Le misure di lockdown disposte per contrastare il coronavirus, il fermo alle attività produttive e lo stallo del sistema dei trasporti hanno ridotto la domanda per il mese di aprile di 29 milioni di barili al giorno rispetto allo stesso mese dello scorso anno riportandola a livelli registrati l’ultima volta nel 1995. A causa di questo crollo del consumo, si sono affacciati sul mercato prezzi negativi. In assenza di domanda e con costi di stoccaggio elevati (dovuti anche spazi di accumulo in via di esaurimento), i produttori si trovano costretti a pagare i compratori per l’acquisto del petrolio. Si tratta di una possibilità teorica, quella effettiva e praticata implica l’uscita dal mercato di numerosi operatori.
Pertanto, nel fine settimana pasquale, videoconferenze che da un capo all’altro del pianeta hanno riunito i Paesi Opec+, poi gli Stati del G20 hanno perfezionato e siglato un’intesa, nelle corde da giorni, che stabilisce un taglio di 9,7 milioni di barili al giorno (approssimativamente il 10% dell’output globale), che andrà gradualmente a restringersi nell’arco di un anno (7,7 mbg dal 1° luglio e 5,8 mbg dal 1° gennaio 2021 al 30 aprile 2022). A farsi carico del contenimento della produzione, saranno principalmente Mosca e Riad, che garantiranno per metà del taglio, in parti uguali. Gli altri Paesi dovranno diminuire le proprie forniture in proporzione all’output (nello specifico, il 23% rispetto al livello di ottobre 2018). Fa eccezione (oltre a Venezuela, Iran e Libia, che sono esenti) il Messico, che ha minacciato di deviare dall’intesa e, grazie al sostegno di Trump, dovrà limitarsi a ridurre la produzione di 100mila mbg, anziché 400mila. I restanti sono posti in capo agli USA, che, più che ridurre di imperio l’output, probabilmente danno per scontato che saranno le forze di mercato, visti i prezzi troppo bassi, a condurre a una flessione delle proprie attività, come già sta succedendo.

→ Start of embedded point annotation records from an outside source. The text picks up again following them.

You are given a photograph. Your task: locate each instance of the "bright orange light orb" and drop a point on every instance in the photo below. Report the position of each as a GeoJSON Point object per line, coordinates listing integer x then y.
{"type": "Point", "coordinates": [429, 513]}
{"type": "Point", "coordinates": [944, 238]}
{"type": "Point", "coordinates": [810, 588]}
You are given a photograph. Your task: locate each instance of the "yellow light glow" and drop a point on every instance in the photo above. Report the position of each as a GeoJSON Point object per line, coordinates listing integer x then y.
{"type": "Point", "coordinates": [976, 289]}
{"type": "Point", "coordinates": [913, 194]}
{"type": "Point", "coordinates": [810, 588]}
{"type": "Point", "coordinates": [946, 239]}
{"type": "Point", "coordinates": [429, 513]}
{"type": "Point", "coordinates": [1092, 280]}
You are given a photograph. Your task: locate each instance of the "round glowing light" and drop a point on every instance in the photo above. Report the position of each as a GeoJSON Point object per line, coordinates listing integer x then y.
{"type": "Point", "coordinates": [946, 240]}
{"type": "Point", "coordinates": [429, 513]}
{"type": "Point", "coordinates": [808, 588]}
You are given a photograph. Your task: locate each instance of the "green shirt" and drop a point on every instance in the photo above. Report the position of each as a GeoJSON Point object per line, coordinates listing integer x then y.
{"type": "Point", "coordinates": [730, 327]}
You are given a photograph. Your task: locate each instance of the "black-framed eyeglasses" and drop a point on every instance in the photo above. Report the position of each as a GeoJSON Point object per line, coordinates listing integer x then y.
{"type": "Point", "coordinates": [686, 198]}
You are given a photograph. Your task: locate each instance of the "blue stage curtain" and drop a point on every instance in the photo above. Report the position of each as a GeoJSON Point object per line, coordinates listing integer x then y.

Tuttavia, la reazione della borse, a questo che pure è un taglio alla produzione di importanza finora sconosciuta, non è stata quella attesa. La ripresa delle quotazioni del barile non ha determinato il decollo che tanti osservatori attendevano, né il mercato pare essersi stabilizzato. Rimane evidente, pertanto, lo scetticismo dei mercati, segnati probabilmente da incertezze sulla tenuta e l’attuazione dell’accordo raggiunto. Si nota, inoltre, la freddezza dei Paesi consumatori a cui viene richiesto di collaborare a ridurre l’eccesso di offerta, accumulando scorte: gli Stati Ue e il Giappone non sembrano disposti a muoversi in questa direzione. Ciononostante, a pesare come un macigno sono soprattutto le prospettive della domanda di petrolio: per il 2020, l’Iea stima un calo del 10% rispetto al 2019. In queste condizioni, appare arduo individuare un’intesa che possa contenere l’offerta in misura tale da compensare questo calo della domanda.